For most elementary and middle school kids, the visit from CUNO is their first introduction to neuroscience. “We spend a good amount of time answering questions, and they’re usually very thoughtful,” McKellar says.

“Neuroscience can seem lofty and difficult to adults,” adds Remole, “but kids get excited learning about their own brain and what it can do.”

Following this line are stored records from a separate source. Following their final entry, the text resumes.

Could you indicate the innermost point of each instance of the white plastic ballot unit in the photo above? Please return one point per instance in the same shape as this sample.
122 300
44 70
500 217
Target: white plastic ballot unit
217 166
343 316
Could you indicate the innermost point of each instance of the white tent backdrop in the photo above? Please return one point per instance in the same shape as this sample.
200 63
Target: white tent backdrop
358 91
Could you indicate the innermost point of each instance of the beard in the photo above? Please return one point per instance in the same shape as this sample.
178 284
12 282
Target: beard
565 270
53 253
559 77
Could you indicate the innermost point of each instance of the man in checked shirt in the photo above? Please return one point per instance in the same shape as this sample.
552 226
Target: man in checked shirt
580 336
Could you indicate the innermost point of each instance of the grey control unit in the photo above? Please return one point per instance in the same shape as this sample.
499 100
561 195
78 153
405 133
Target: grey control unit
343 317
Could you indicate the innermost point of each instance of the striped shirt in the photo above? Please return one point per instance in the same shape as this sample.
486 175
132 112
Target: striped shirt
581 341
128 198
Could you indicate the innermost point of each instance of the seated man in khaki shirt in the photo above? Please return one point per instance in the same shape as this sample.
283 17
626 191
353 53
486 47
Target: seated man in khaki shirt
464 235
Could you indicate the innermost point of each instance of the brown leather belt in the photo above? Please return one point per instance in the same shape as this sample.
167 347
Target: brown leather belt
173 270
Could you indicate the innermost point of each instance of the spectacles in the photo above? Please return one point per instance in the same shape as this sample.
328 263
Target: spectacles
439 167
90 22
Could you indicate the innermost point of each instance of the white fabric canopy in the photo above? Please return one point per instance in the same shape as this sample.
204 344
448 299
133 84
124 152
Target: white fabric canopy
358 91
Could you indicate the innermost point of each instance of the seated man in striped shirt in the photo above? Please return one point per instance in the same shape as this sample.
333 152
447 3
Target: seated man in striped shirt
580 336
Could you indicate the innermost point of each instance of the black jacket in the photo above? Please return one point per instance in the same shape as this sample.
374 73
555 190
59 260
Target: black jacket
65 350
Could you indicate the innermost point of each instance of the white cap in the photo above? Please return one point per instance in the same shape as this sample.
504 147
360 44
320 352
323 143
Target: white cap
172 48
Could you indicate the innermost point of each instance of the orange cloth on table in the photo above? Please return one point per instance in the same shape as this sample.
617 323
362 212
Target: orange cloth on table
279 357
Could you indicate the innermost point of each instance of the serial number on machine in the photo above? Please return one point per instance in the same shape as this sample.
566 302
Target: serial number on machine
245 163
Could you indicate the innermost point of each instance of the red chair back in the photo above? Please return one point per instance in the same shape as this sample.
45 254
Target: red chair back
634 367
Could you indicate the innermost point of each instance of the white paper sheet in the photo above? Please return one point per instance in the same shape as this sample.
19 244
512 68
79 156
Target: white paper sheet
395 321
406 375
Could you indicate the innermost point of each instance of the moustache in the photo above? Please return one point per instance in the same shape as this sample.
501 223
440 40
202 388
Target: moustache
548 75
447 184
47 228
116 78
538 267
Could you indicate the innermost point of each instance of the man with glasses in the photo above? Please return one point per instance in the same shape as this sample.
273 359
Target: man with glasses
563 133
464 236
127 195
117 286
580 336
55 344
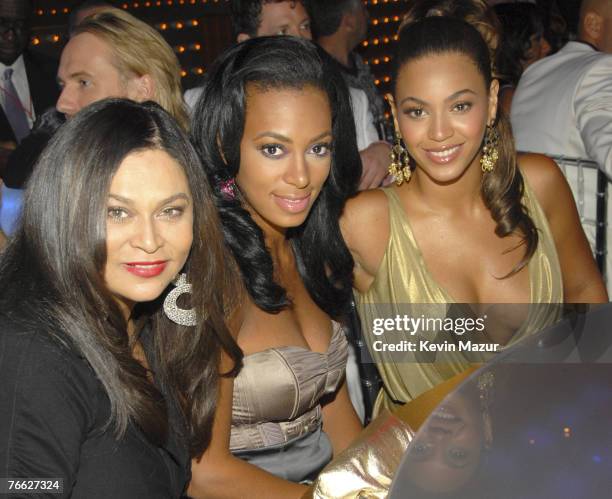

For more information about CUNO, go to Brains in the City; for information about other community outreach programs at P&S and CUMC, click here.

This article was adapted from Grad Students Go from Bench to Blackboard, by Kelly Remole and Heather McKellar, which appeared in the Fall 2011 issue of Columbia Medicine.

CUNO Volunteers Honored by Society for NeuroscienceColumbia graduate students with Next Generation Award from Society for Neuroscience

In November, the Society for Neuroscience presented Kelley Remole'11, PhD, Cate Jensen and Heather McKellar'11, PhD, (pictured from left to right) with the Next Generation Award, which honors individuals who make significant efforts in public communication, outreach, and education about neuroscience.

"The success of CUNO is due to the extraordinary commitment of its scientist volunteers," the three honorees said. "But these efforts wouldnt be possible without the encouragement and financial support from the Department of Neuroscience, the Greater New York City Chapter of the Society for Neuroscience, the Dana Foundation, and the Mind, Brain and Behavior Initiative at Columbia University."

Kelley Remole is now director of neuroscience outreach for the future Jerome L. Greene Science Center on the Manhattanvile campus of Columbia University. Heather McKellar is program assistant at the NYU Neuroscience Institute.